This could actually give Mercurial a big edge over Git for development environments where large binary files are a core part of your workflow - like game development. Products like Perforce are a big hit in games precisely because they are really good at handling this specific class of file.
It's a shame, because I hate using Mercurial, but this would give me a very strong reason to use it for my game projects instead of Git.
Mercurial "just works", and its commands are less arcane.
To be fair, git is now much easier to use. But also to be fair, mercurial has become much more powerful. In mercurial, doing straightforward things is simple, and doing complicated things is more complex, which is the way it should be IMHO
It even has rebase, although one might argue that is not a great differentiating feature for a REPOSITORY
Why would I have to type that? I have been using git for 4 years and never had to type git-update-cache --add or copying .git/FETCH_HEAD. Are you spreading FUD?
Union-merging is insane and thus should take some insane understanding of what you're doing before you can do it. Anyone that's merging two unrelated repositories should understand what's going on under the hood anyways.
What you're doing in git actually makes sense, since a normal pull is just fetch+checkout+merge+commit, you have to go into the plumbing and trick every step of the way to fetch, checkout, and merge using the wrong repositories. In the future, this could be made porcelain as it has been in hg, but do people really want to do this? It's much safer and saner to use submodules for 99% of use cases.
I still think people prefer git to mercurial these days (if we ignore github) for the same reason they prefer vim because real programmers use butterflies. http://xkcd.com/378/
What in particular do you hate about Mercurial? I'm curious as a contributor to hg if there's anything in particular that might be fixable (obviously there are some sacred cows, but many things can be fixed just by turning on an extension).
There are lots of little usability issues I hate, but it's not really fair to call those the reason, since git has similar usability issues.
It really all comes down to patch queues: They're awful. They're so awful that they make me dread writing code and make me wish I was using Subversion or CVS. Any time I need to move changes that aren't ready for trunk yet from one machine to another I can expect to spend hours figuring out what went wrong with mq this time and probably lose some work.

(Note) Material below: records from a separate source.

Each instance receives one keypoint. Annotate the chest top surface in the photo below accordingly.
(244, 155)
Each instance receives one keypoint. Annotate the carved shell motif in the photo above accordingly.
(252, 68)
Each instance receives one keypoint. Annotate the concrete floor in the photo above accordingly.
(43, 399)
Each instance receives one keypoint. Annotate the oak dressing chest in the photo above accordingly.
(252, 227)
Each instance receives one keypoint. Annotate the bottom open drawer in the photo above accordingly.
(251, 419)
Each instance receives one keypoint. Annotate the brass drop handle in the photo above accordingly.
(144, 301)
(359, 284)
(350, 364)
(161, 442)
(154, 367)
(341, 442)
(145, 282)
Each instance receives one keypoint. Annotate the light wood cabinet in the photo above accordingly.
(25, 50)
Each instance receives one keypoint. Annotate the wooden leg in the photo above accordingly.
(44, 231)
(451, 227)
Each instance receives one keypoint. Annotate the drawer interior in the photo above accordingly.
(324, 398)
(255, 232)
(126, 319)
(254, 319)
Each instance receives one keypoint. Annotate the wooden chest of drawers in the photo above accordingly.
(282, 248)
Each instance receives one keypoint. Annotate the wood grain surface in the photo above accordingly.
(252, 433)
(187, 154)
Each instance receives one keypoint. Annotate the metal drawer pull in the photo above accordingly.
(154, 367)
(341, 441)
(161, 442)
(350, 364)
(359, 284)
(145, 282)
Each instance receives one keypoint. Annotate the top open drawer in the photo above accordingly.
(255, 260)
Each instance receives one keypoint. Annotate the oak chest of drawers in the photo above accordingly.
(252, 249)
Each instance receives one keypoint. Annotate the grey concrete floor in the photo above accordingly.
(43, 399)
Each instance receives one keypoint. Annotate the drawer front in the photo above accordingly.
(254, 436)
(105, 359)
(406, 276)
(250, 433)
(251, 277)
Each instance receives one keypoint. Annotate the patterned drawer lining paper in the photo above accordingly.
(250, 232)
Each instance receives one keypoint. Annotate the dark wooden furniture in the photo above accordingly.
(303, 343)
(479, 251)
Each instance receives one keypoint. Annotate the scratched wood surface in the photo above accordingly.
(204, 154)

Exporting/importing patches, etc - none of it has ever worked right for me on the first try and I've never found documentation that explains a way to use mq without pain and suffering.
In comparison, importing/exporting patches with git is a snap.
The lack of a good equivalent to git's rebase -i is also unfortunate, but not really a showstopper. Hell, maybe mercurial has an equivalent by now.
You don't have to use mq ever. I don't really use it anymore. I still have it enabled for the 'strip' subcommand (so I can discard revisions if I really need to), but I don't even use that. Instead, it's all rebase and histedit, with a sprinkling of bookmarks so I can keep track of many lightweight branches at once.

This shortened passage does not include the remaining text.